20 Mart 2009 Cuma

yüzleşme ertelemesi

Boyalı BB'yi bir kere bile boyasız gördüğümü hatırlamıyorum. Acaba diyorum, bu kadın doğuştan mı boyalı?

Öğle yemeğine birlikte çıkıyoruz. 
- BB, seninle konuşmamız lazım artık şu konuyu.
- Hangi konuyu JC'ciğim?
- (Acaba bu özellik işbitiriciliğin bana kattığı şeylerden mi yoksa doğuştan mı böyleyim?) Senin şu bakımlılığının başımı döndürüyor olması. Diyorum. (Harika bir 'kıvırıcıyım' sanırım.)
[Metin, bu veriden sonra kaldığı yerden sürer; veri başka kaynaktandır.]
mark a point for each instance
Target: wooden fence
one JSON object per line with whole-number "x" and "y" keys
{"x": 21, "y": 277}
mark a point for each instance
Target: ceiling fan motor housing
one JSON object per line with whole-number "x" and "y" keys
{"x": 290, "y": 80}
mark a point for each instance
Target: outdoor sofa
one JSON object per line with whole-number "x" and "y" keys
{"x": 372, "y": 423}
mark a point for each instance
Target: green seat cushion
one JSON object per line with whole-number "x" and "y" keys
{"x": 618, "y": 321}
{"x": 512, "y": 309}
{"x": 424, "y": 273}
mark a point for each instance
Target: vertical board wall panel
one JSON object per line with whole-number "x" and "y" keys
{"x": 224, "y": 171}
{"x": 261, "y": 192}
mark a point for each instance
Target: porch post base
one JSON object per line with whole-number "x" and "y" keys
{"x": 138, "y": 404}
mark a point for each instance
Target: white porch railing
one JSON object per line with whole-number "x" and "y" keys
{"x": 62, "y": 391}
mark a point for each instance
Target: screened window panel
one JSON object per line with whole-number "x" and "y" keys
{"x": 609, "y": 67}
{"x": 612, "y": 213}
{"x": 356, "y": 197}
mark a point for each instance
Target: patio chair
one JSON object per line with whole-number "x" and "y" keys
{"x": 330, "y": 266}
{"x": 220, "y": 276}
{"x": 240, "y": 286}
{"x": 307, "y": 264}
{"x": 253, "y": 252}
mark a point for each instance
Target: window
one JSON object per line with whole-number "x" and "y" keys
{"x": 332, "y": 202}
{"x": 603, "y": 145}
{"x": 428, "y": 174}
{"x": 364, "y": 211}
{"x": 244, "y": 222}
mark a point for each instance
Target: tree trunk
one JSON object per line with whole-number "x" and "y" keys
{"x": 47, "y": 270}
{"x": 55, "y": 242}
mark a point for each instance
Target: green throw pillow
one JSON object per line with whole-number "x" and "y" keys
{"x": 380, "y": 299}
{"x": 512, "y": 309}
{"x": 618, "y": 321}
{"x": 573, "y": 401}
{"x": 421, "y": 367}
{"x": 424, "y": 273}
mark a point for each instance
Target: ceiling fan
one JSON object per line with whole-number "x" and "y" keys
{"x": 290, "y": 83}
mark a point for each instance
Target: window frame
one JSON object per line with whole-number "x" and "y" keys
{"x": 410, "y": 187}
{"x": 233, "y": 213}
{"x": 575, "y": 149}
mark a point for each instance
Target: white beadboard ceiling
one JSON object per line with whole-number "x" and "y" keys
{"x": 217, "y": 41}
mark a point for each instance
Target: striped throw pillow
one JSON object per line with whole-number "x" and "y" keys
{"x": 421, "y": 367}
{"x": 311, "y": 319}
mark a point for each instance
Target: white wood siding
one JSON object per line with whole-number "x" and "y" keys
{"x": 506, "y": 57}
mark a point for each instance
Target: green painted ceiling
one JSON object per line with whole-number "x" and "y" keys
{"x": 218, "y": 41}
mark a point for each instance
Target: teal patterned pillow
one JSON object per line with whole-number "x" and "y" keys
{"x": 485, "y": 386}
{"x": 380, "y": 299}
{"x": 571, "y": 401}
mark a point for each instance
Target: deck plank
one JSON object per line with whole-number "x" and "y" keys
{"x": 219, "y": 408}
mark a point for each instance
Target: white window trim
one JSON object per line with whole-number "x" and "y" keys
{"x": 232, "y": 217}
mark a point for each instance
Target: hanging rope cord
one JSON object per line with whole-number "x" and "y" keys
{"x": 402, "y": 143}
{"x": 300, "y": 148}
Zaten her koşulda mutlu olmayı başarabilen bir balık gibi, bu sözleri duyunca bir kahkaha atarak daha da mutlu oluyor.
- JC'ciğim senin şu sıradan konuları bile çok ciddiymiş gibi ele almana bayılıyorum. Ne kadar pozitifsin. Diyor. [Bana pozitif diyen dünyanın en negatif insanı idi ve intihar etmeden birkaç gün önce söylemişti bana bu sözü. Ona 'pozitif göründüğüm' için kendimi hep suçlu hissettim zaten. Boyalı BB de ikinci sıraya yerleşiyor.]
- Senin güzelliğin sıradan bir konu olamaz BB'ciğim, diyorum. (Performansımın zirvelerinde dolaştığımı hissediyorum. Dibe vurmadan önce yüzeye son bir çıkış gibi.)
- Şımartma beni JC. Teşekkür ederim. Çok naziksin.
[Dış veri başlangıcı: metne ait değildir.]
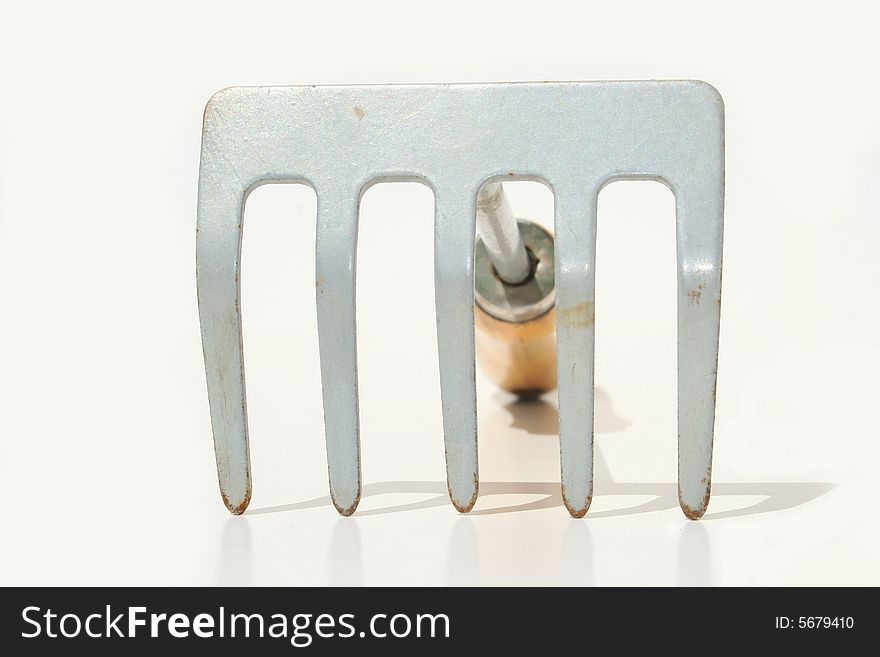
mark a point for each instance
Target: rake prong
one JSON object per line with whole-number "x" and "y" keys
{"x": 699, "y": 219}
{"x": 575, "y": 296}
{"x": 217, "y": 264}
{"x": 454, "y": 229}
{"x": 335, "y": 272}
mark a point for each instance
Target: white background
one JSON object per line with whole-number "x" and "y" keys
{"x": 107, "y": 471}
Gözleri ile yemekler arasından en hafif olanları seçmeye çalışıyor. Çaktırmadan etrafta kimler var diye bakıyorum. Ajansın bir kısmı burada ve kaçamak bakışlarla bizi izliyorlar. Fiskoslar da cabası. Diskos adlı bir disco açarak bu piyasadan elimi ayağımı çeksem mi acaba?
- Dikkatim çok çabuk dağılıyor BB, ne yapabilirim bu konuda?
- Nasıl dağılıyor?
- Mesela şimdi fiskos kelimesinin ardından, diskos isimli bir disco açma fikri geldi aklıma ve ben senin güzelliğini bile unuttum.
- Seni konsantrasyon kampına gönderelim o zaman JC'ciğim. Diyor.

Bir süre yüzünde şakacılık genleri arıyorum. Bulamıyorum.
- İyiydi bu. Diyorum.

Afiyetle yemeğimizi yiyoruz. Boyalı BB'de bir gram bile 'dedikodu algısı' sezinlemiyorum. Dolayısıyla yüzleşmeyi bir sonraki programımıza erteliyorum.
Kendimi yine müziğe bırakıyorum: Singin' Sweet Home Alabama All Summer Long.

It was 1989, my thoughts were short my hair was long
Caught somewhere between a boy and man.

Ah, internetin bile olmadığı güzel günlerdi, öyle değil mi Boyalı BB?